Re: [PATCH v1] negotiator/default.c: avoid stack overflow

Derrick Stolee <derrickstolee@xxxxxxxxxx> · Mon, 24 Apr 2023 10:44:38 -0400

On 4/23/2023 10:23 PM, Han Xin wrote:
> mark_common() in negotiator/default.c may overflow the stack due to
> recursive function calls. Avoid this by instead recursing using a
> heap-allocated data structure.

I'm really happy to see that since you could replace the if statement
with a while statement, most of the existing logic could stay without
a bunch of whitespace changes.

> This is the same case as [1].
> 
> 1. https://lore.kernel.org/git/20221025232934.1504445-1-jonathantanmy@xxxxxxxxxx/

Thanks for the link, though this could be replaced with

  4654134976f (negotiator/skipping: avoid stack overflow, 2022-10-25)

now that the change exists in the commit history.

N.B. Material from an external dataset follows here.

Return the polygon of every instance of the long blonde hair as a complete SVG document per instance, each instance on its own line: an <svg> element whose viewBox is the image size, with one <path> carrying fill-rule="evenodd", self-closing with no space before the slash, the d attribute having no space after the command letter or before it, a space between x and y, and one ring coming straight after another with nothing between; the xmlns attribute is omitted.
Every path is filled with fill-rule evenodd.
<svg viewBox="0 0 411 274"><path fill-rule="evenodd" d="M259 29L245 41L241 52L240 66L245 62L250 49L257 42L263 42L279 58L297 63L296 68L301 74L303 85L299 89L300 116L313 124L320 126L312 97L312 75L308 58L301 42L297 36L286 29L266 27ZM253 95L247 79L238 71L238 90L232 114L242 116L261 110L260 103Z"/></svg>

One thing that is missing from that change is a test, and such a test
could be generalized to apply to all negotiators. This could maybe
help any potential future negotiator avoid this bug. Did you think
about what such a test could look like? Perhaps test_commit_bulk
could help, but we'd probably need to create so many commits that the
test would need to be marked as expensive. That's probably a major
reason to not include a test and rely on avoiding recursion when
possible.

> -	if (commit != NULL && !(commit->object.flags & COMMON)) {
> +	struct prio_queue queue = { NULL };
> +
> +	prio_queue_put(&queue, commit);

Should we check the conditions what were removed? The COMMON flag
is likely only useful for the recursion, but prio_queue_put() is
not careful about NULL values. However, no callers should be
providing NULL commits here.

Couldn't hurt to add

	if (!commit)
		return;

before the prio_queue_put().

> +	while ((commit = prio_queue_get(&queue))) {
>  		struct object *o = (struct object *)commit;
>  
> +		if (commit == NULL || (commit->object.flags & COMMON))
> +			continue;

The NULL condition is definitely unnecessary here as it is checked
by the while condition. The "& COMMON" is helpful if the commit
gained the COMMON flag after being inserted into the queue.

>  		if (!ancestors_only)
>  			o->flags |= COMMON;
>  

> @@ -70,15 +76,17 @@ static void mark_common(struct negotiation_state *ns, struct commit *commit,
>  				ns->non_common_revs--;
>  			if (!o->parsed && !dont_parse)
>  				if (repo_parse_commit(the_repository, commit))
> -					return;
> +					continue;
>  
> +			ancestors_only = 0;

This caught me off guard, but this flag essentially says "should
I mark the first commit as common or not?". It would probably be
clearer if this was done before the loop, and then was ignored
within the loop, setting the flag on each parent in this loop:

>  			for (parents = commit->parents;
>  					parents;
>  					parents = parents->next)
> -				mark_common(ns, parents->item, 0,
> -					    dont_parse);
> +				prio_queue_put(&queue, parents->item);

It would have an extra benefit: your walk may duplicate objects in the
priority queue (there is no duplicate protection in prio_queue_put).
But, we could use

	if (!(parents->item->object.flags & COMMON)) {
		parents->item->object.flags |= COMMON;
		prio_queue_put(&queue, parents->item);
	}

as duplicate protection _and_ a clearer way to demonstrate what
ancestors_only is doing. Without this protection, it is possible
to have exponential growth in the priority queue using simple
merge commits.

You'd need this at the beginning:

	if (!commit)
		return;

	prio_queue_put(&queue, commit);
	if (!ancestors_only)
		commit->object.flags |= COMMON;
> diff --git a/negotiator/skipping.c b/negotiator/skipping.c
> index c7d6ab39bc..3d262b3533 100644
> --- a/negotiator/skipping.c
> +++ b/negotiator/skipping.c
> @@ -108,6 +108,8 @@ static void mark_common(struct data *data, struct commit *seen_commit)
>  				prio_queue_put(&queue, p->item);
>  		}
>  	}
> +
> +	clear_prio_queue(&queue);

This memory leak cleanup in the skipping negotiator is good to
do, but should be split into its own change.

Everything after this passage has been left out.